La rumeur envoyant Riyad Mahrez à l’Olympique de Marseille effectue son grand retour sur la scène médiatique dans l’optique du prochain mercato hivernal.

Pensez-vous réellement que des joueurs de Leicester peuvent aujourd’hui avoir leur place à l’OM dans le projet qui est le nôtre ?“. Cette question, posée par Vincent Labrune en décembre 2014 alors que Riyad Mahrez était proposé au club phocéen par ses agents, était évidemment revenu en pleine figure de l’ancien président marseillais au moment où le milieu de terrain offensif avait pris son envol pour ensuite être sacré champion d’Angleterre avec Leicester City. Depuis, l’ancien Havrais, courtisé par quelques clubs huppés du vieux continent, avait même refusé l’idée de rallier la formation phocéenne.

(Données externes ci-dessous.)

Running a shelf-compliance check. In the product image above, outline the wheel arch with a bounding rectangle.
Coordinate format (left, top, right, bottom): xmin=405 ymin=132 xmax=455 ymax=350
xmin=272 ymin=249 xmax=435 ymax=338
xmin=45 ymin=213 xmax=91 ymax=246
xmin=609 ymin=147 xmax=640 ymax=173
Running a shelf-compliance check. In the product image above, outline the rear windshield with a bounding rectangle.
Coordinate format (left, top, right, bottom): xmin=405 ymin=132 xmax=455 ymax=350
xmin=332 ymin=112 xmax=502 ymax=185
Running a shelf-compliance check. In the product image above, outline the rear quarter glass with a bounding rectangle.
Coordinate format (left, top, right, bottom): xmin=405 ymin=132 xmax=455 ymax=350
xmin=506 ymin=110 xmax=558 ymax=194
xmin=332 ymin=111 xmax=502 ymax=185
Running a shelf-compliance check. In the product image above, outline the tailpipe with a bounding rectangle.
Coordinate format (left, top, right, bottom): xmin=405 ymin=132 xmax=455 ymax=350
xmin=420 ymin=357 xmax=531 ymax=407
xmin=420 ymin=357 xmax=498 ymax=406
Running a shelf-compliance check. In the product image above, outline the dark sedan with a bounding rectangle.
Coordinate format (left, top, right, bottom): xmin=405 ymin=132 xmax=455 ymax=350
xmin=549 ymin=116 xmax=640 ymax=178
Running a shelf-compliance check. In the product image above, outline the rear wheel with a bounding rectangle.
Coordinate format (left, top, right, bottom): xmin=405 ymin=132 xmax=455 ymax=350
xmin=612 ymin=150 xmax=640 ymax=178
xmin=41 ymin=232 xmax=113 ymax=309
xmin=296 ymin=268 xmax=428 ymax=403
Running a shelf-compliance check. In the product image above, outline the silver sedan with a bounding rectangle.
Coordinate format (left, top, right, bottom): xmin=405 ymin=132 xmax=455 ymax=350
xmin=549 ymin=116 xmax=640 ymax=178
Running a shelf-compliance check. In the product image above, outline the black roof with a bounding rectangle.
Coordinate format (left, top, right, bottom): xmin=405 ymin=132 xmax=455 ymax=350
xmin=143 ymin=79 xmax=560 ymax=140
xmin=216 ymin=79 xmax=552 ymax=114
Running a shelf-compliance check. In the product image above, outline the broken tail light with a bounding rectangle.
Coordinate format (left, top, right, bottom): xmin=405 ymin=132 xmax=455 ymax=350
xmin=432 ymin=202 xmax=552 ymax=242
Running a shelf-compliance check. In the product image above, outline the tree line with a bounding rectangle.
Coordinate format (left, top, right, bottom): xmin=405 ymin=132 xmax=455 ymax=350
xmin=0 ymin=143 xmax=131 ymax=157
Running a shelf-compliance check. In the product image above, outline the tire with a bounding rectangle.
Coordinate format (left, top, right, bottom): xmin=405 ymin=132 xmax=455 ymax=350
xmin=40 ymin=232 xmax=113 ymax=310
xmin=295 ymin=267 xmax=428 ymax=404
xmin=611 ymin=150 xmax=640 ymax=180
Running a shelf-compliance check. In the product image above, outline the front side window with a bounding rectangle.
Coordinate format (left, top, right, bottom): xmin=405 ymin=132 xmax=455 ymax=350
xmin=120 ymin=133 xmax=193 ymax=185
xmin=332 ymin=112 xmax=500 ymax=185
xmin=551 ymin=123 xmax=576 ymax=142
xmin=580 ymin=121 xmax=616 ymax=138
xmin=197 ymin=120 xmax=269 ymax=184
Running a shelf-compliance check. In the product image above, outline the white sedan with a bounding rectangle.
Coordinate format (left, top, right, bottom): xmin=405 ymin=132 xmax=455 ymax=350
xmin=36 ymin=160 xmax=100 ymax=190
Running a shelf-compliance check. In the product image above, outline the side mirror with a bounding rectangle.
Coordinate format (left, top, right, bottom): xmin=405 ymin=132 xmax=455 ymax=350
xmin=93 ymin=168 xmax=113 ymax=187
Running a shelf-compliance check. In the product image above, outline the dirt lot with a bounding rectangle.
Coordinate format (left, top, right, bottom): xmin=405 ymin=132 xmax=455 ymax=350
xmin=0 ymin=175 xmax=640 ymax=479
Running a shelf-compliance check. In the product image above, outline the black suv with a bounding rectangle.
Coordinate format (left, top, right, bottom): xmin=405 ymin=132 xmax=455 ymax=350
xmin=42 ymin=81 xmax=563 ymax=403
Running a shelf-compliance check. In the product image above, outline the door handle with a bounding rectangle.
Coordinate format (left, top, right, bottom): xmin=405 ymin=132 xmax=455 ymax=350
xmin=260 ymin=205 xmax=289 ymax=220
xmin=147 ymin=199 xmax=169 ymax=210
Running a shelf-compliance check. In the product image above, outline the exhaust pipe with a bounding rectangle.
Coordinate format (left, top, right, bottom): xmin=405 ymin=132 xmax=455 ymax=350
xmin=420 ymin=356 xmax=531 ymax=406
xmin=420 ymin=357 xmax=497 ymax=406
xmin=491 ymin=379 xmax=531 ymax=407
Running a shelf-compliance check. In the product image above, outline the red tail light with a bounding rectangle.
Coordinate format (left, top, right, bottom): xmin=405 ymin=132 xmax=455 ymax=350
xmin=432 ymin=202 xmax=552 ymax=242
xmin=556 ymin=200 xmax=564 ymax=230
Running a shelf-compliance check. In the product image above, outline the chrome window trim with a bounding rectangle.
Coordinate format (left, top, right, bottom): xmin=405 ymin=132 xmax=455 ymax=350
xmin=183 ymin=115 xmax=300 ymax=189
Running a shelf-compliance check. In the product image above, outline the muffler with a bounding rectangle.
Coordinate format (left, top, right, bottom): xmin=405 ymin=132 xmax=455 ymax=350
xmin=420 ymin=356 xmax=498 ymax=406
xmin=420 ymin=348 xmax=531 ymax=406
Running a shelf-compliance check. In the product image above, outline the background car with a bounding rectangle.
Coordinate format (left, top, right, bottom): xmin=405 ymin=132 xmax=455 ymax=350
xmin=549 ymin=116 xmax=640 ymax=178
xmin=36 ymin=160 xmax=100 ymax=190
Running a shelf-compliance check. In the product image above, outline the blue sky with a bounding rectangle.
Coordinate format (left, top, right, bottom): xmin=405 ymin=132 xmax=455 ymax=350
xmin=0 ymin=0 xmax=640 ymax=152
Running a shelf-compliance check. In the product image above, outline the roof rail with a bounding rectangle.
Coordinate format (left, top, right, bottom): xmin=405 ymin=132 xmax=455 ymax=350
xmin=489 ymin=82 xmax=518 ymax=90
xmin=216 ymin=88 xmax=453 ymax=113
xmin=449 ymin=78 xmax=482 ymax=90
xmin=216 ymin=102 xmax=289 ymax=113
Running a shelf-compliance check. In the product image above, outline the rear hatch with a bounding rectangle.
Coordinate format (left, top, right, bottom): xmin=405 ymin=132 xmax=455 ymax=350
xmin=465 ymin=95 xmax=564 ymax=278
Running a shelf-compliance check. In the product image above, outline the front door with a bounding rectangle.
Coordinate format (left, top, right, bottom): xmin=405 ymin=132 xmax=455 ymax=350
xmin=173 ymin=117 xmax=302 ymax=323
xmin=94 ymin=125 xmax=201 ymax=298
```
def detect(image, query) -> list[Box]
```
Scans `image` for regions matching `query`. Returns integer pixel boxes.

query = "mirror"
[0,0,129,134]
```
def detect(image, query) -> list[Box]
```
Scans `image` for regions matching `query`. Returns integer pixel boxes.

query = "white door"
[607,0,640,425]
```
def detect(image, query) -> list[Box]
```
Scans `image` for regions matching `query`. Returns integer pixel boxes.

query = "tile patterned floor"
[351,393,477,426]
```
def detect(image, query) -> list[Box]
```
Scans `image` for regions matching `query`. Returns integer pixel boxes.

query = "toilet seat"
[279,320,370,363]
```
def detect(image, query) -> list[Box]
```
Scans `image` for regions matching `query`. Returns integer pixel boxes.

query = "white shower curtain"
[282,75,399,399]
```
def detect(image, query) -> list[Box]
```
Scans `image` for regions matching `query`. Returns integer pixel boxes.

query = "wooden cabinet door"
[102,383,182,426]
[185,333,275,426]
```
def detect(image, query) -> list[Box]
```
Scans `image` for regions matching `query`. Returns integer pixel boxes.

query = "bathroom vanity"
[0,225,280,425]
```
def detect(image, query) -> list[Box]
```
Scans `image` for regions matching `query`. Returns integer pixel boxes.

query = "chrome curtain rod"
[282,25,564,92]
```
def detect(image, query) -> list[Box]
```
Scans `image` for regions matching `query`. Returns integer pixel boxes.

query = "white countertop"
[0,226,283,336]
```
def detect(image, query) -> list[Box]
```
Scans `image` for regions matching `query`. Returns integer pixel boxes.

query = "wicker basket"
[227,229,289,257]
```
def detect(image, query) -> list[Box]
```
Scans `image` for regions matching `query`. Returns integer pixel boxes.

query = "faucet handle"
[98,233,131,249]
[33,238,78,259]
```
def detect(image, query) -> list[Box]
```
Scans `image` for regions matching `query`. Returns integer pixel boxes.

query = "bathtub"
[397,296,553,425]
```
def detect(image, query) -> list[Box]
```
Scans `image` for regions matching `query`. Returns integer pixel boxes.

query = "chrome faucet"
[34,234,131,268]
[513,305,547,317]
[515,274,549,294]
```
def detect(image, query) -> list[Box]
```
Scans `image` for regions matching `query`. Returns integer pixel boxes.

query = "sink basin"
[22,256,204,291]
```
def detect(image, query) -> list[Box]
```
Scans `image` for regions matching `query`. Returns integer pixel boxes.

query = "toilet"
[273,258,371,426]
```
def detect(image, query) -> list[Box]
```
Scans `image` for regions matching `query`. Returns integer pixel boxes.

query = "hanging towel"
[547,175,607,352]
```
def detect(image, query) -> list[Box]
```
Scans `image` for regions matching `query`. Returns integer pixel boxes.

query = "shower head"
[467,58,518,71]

Mais de l’eau a coulé sous les ponts, et l’international algérien ne serait plus aussi fermé à l’idée de retrouver la France. Depuis son transfert avorté à Arsenal à l’été 2016, l’été 2017 n’a pas permis au premier concerné de quitter ces Foxes qui ont relancé sa carrière. En août dernier, il avait même été autorisé à déserter provisoirement le rassemblement de l’équipe nationale pour s’engager dans son nouveau club. Et puis plus rien… Mahrez n’a pas bougé et espère désormais changer d’air en janvier. Or, selon les informations d’El Mundo Deportivo, les Ciel et Blanc seraient revenus aux nouvelles et pourraient proposer 30 millions d’euros pour l’enrôler cet hiver.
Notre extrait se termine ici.